HDB query errors with failed to acquire resources on segment 0


Pivotal HDB


When executing HDB query we see the following error haver a few seconds of query execution

gpadmin=# SELECT * from schema.table;
ERROR:  failed to acquire resources on segment 0


Generally when we see an error like this it has to do with HDB establishing a TCP connection with all the segments so it can begin query execution. This is called the dispatch phase. 

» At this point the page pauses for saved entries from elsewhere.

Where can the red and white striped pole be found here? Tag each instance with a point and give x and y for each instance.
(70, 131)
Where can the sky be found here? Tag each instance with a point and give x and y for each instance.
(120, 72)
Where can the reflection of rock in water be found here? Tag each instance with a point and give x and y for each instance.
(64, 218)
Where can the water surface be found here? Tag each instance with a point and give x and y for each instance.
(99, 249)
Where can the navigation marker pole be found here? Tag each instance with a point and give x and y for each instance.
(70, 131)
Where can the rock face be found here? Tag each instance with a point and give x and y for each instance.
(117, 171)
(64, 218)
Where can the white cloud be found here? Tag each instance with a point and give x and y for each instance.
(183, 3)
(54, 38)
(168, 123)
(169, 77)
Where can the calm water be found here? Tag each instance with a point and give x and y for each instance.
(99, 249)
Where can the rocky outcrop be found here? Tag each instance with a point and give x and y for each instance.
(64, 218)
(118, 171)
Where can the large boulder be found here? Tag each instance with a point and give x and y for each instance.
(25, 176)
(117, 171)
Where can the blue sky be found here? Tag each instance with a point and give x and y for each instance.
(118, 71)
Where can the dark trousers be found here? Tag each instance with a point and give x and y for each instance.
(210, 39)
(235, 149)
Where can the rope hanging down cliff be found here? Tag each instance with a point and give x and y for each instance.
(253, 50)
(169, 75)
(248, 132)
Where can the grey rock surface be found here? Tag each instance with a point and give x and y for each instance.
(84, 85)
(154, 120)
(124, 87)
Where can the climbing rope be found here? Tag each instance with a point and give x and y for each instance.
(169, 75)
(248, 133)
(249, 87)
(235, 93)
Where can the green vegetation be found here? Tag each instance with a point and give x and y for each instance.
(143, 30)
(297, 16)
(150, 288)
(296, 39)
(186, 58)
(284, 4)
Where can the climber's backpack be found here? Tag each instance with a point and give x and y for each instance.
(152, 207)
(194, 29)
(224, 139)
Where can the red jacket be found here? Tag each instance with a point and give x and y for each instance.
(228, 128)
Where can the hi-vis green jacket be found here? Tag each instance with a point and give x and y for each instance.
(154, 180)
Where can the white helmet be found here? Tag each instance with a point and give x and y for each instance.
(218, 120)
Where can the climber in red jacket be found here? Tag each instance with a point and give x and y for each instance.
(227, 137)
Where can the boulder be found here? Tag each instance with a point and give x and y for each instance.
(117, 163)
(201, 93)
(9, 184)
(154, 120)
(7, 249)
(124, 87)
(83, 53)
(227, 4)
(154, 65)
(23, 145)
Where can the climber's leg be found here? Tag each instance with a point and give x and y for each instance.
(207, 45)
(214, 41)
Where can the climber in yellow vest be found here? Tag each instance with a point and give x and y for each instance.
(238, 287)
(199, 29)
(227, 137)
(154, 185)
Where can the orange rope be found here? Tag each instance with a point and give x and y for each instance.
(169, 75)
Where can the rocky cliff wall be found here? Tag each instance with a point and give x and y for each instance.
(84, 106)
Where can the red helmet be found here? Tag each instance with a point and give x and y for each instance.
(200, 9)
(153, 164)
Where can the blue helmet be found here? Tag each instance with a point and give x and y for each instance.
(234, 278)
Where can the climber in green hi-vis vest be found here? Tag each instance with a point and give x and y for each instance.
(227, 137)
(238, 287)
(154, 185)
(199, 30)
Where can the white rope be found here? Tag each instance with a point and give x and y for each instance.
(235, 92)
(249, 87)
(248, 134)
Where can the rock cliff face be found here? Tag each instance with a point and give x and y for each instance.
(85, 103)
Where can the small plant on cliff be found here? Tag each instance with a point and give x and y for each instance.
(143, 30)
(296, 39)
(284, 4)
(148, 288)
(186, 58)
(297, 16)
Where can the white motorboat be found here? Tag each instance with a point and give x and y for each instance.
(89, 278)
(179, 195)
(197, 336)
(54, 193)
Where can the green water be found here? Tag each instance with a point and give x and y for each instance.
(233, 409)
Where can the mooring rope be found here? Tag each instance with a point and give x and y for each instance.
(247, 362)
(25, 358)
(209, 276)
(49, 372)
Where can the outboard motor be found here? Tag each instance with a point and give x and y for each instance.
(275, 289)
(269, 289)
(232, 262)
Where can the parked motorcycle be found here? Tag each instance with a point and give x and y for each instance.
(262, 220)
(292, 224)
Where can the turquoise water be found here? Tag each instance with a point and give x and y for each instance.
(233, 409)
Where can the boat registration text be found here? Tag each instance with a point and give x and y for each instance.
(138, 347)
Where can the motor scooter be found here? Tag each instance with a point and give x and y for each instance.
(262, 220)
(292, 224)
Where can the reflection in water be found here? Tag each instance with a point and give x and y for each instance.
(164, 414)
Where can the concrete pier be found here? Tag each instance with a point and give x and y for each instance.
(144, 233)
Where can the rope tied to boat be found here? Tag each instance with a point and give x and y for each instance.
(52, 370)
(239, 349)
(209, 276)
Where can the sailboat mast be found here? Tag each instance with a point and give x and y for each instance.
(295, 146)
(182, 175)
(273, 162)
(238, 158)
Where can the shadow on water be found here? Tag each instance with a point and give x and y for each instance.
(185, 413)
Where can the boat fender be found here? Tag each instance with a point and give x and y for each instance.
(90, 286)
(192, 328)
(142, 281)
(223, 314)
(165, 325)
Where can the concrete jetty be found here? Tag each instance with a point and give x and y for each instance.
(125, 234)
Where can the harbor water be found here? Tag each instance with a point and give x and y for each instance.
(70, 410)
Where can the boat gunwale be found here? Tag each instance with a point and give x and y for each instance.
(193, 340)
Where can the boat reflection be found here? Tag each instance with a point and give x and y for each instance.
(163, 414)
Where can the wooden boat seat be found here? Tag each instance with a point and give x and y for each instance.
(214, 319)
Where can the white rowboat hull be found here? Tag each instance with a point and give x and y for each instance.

EDT,434811,con1456,cmd7,seg-1,,,x434811,sx1,"LOG","00000","Master unable to connect to entry db hdm2:10432 with options gpqeid=1456;496378700739355 options=' -c gp_segment=-1 -c gp_qd_hostname= -c gp_qd_port=10432 -c gp_qd_callback_info=port=5432 -c gp_qd_proc_offset=208577280 -c client_min_messages=notice -c commit_delay=0 -c commit_siblings=5 -c coredump_on_memerror=false -c DateStyle=ISO,MDY -c debug_database_command_error_level=log -c debug_persistent_print_level=debug1 -c debug_persistent_recovery_print_level=debug1 -c debug_persistent_store_print_level=debug1 -c enable_secure_filesystem=true -c explain_memory_verbosity=suppress -c filesystem_support_truncate=true -c force_bitmap_table_scan=false -c gp_blockdirectory_entry_min_range=0 -c gp_blockdirectory_minipage_size=161 -c gp_cancel_query_delay_time=0 -c gp_cancel_query_print_log=false -c gp_connections_per_thread=64 -c gp_crash_handler_async=true -c gp_dbg_flags=0 -c gp_debug_linger=0 -c gp_disable_catalog_access_on_segment=false -c gp_disable_tuple_hints=true -c gp_dump_memory_usage=false -c gp_eager_hashtable_release=true -c gp_enable_mk_sort=true -c gp_enable_motion_mk_sort=true -c gp_force_use_default_temporary_directory=false -c gp_gpperfmon_send_interval=1 -c gp_hashagg_compress_spill_files=none -c gp_hashagg_default_nbatches=32 -c gp_hashagg_groups_per_bucket=5 -c gp_hashjoin_bloomfilter=1 -c gp_hashjoin_metadata_memory_percent=20 -c gp_hashjoin_tuples_per_bucket=5 -c gp_interconnect_default_rtt=20 -c gp_interconnect_elide_setup=true -c gp_interconnect_fc_method=loss -c gp_interconnect_full_crc=false -c gp_interconnect_log_stats=false -c gp_interconnect_min_retries_before_timeout=100 -c gp_interconnect_min_rto=20 -c gp_interconnect_queue_depth=4 -c gp_interconnect_setup_timeout=7200 -c gp_interconnect_snd_queue_depth=2 -c gp_interconnect_timer_checking_period=20 -c gp_interconnect_timer_period=5 -c gp_interconnect_transmit_timeout=3600 -c gp_interconnect_type=udp -c gp_is_callback=false -c gp_log_interconnect=terse -c gp_log_resqueue_memory=false -c gp_log_stack_trace_lines=true",,,,,,,0,,,,
2015-09-24 07:31:40.464663 EDT,"gpadmin","anhffp01",p572824,th-717891360,"[local]",,2015-09-24 07:31:18 EDT,434811,con1456,cmd7,seg-1,,,x434811,sx1,"LOG","00000","Failed connection to entry db hdm2:10432",,,,,,

As you can see in this case this error message has too much information which is not always the case. But at least the message "Failed connection to entry db hdm2:10432" tells us that we were able to make a TCP connection to the master segment which means there are no loopback network issues.  Also we see the connection string options has this param to segment "gp_qd_port=10432"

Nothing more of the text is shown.